All of this points to the advantage given to Joyce’s work when read aloud – the jokes are more audible to the audience, and there is something pleasingly intimate about being read to. In a theatre the size of the Sam Wanamaker especially (it houses around 340 people per performance) this is quite a feat, but Gillen manages it by speaking softly yet clearly unless a character’s voice demands more volume. This sense of intimacy is only broken at the end, when ‘upon all the living and the dead’ has arrived, and applause is accompanied by bows from the two performers: strange, given that I half expected them to whisper – as though to children – ‘goodnight, my dears’ and then leave us, half swooning into sleep. But of course, the audience is not in bed, and nor did Gillen begin his reading by saying, ‘Are you sitting comfortably? Then I’ll begin,’ that classic beginning to children’s stories on the radio. Instead, he started before he had even sat down and looked at the book – like a parent reading a child’s much-favoured book (or an actor who knows his lines!), you know he knows bits by heart.

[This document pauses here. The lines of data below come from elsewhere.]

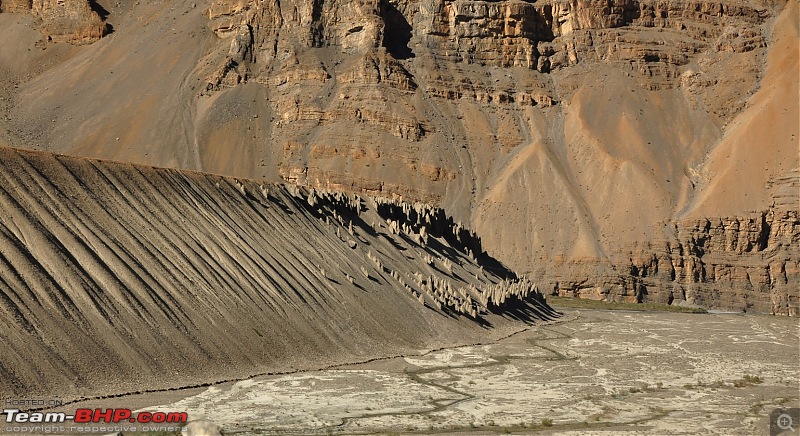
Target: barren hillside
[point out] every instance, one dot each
(117, 278)
(634, 150)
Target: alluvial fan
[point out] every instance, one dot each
(117, 278)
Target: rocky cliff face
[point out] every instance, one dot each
(72, 21)
(605, 146)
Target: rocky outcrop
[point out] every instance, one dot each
(72, 21)
(112, 274)
(748, 263)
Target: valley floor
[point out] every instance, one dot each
(594, 372)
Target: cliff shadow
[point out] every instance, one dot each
(397, 33)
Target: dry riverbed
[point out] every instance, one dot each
(601, 371)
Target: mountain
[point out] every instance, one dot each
(625, 150)
(117, 278)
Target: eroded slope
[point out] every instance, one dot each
(117, 278)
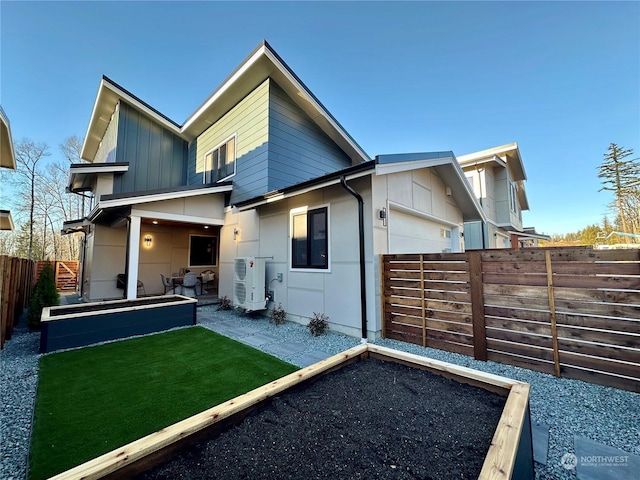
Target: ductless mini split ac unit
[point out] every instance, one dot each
(249, 284)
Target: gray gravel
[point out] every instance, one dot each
(18, 384)
(570, 407)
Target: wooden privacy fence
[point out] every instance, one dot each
(66, 274)
(16, 285)
(572, 312)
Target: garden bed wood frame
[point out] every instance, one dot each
(510, 454)
(72, 326)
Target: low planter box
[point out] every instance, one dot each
(510, 454)
(84, 324)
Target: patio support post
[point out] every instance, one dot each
(133, 256)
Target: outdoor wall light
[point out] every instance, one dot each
(382, 215)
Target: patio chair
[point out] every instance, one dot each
(189, 284)
(167, 284)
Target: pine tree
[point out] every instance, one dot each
(45, 294)
(622, 177)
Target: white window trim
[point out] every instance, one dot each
(296, 211)
(217, 260)
(235, 158)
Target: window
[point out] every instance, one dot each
(512, 197)
(203, 251)
(310, 238)
(220, 163)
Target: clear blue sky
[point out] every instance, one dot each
(560, 78)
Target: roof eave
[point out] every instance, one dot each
(7, 153)
(510, 151)
(108, 97)
(449, 171)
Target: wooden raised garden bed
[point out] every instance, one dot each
(88, 323)
(507, 453)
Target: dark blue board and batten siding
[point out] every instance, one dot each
(157, 157)
(112, 323)
(278, 144)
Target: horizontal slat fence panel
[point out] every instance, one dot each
(573, 312)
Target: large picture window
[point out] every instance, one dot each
(203, 251)
(310, 238)
(220, 163)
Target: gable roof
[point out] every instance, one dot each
(448, 169)
(261, 64)
(509, 152)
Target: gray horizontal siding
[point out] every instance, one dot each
(298, 149)
(251, 177)
(157, 158)
(248, 120)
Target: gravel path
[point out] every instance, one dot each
(570, 407)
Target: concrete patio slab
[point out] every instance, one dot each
(596, 461)
(540, 434)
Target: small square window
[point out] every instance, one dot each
(220, 163)
(310, 239)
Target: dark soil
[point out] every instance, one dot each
(371, 419)
(81, 308)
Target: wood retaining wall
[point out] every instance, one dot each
(571, 312)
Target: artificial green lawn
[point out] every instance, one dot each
(95, 399)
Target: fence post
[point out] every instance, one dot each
(552, 311)
(477, 306)
(423, 303)
(383, 298)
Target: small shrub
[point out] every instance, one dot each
(318, 324)
(277, 315)
(225, 303)
(45, 294)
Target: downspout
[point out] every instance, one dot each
(363, 287)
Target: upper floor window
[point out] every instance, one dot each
(513, 197)
(220, 163)
(310, 238)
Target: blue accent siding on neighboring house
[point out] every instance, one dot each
(157, 157)
(298, 149)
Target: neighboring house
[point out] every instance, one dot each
(7, 160)
(497, 177)
(260, 169)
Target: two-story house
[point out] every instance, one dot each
(7, 160)
(497, 177)
(261, 168)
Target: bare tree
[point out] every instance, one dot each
(28, 157)
(622, 177)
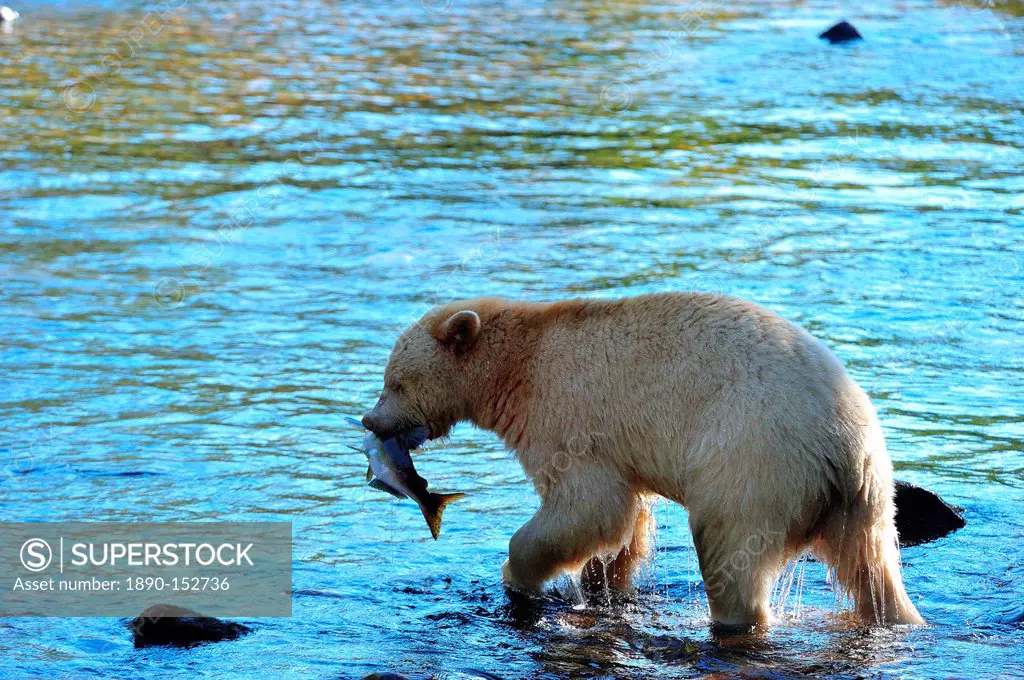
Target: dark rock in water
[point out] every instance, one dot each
(1014, 617)
(923, 516)
(166, 625)
(842, 32)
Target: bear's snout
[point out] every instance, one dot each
(375, 424)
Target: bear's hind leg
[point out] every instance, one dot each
(739, 565)
(859, 544)
(617, 574)
(589, 511)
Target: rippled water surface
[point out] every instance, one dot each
(215, 217)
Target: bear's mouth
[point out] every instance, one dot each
(413, 437)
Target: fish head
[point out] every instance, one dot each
(425, 380)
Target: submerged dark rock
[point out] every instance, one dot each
(167, 625)
(923, 516)
(842, 32)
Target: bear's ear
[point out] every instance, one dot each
(461, 330)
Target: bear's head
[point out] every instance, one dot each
(427, 382)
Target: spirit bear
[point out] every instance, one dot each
(712, 401)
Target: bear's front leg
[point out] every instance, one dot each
(588, 510)
(617, 574)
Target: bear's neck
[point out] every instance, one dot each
(505, 375)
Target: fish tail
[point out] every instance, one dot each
(433, 509)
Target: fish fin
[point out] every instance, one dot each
(433, 509)
(387, 489)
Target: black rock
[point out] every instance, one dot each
(842, 32)
(923, 516)
(166, 625)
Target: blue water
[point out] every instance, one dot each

Coming home on the Northern line after the performance, I wondered at my own expectation that reading aloud should always end with ‘Goodnight’. Gillen’s reading had taken place in the evening, although perhaps this is apt for a story which ends late at night. But why are my associations of reading aloud almost exclusively of bedtime reading, adults reading to children? (Like me, as you grew older and more impatient you may have wished to read books silently, to yourself.) Why do we ‘grow out of’ reading aloud? This was not always the case: reading aloud to loved ones was common practice, and reading silently to yourself was seen as unsociable. The diaries of Frances Burney and Jane Austen, for example, record many occasions when they were read aloud to as adults, as well as reading by themselves, and instances run into their presentations of reading in their novels. Reading was something to do with friends, family and lovers – or as one historian dryly puts it, reading ‘helped maintain relationships’. Having a voice deemed attractive is something we are aware of though: ‘Oh, I’d listen to her read the telephone book’, or (as Caitlin Moran once said, of Benedict Cumberbatch) ‘he’s got a voice like a jaguar in a cello’. Asking a few friends, there are a wide range of instances in which they have experienced reading aloud outside of the childhood bedroom, forms of reading which carry different social weights: from reading religious texts in a place of worship to volunteering to read to the old or sick (again, reading to someone in a bed). A more solitary experience might be listening to an audiobook, if you do it with headphones, on a commute.
It got me wondering: when have you read aloud to others, or been read to? Where were you? Who was there? And what did it mean to you?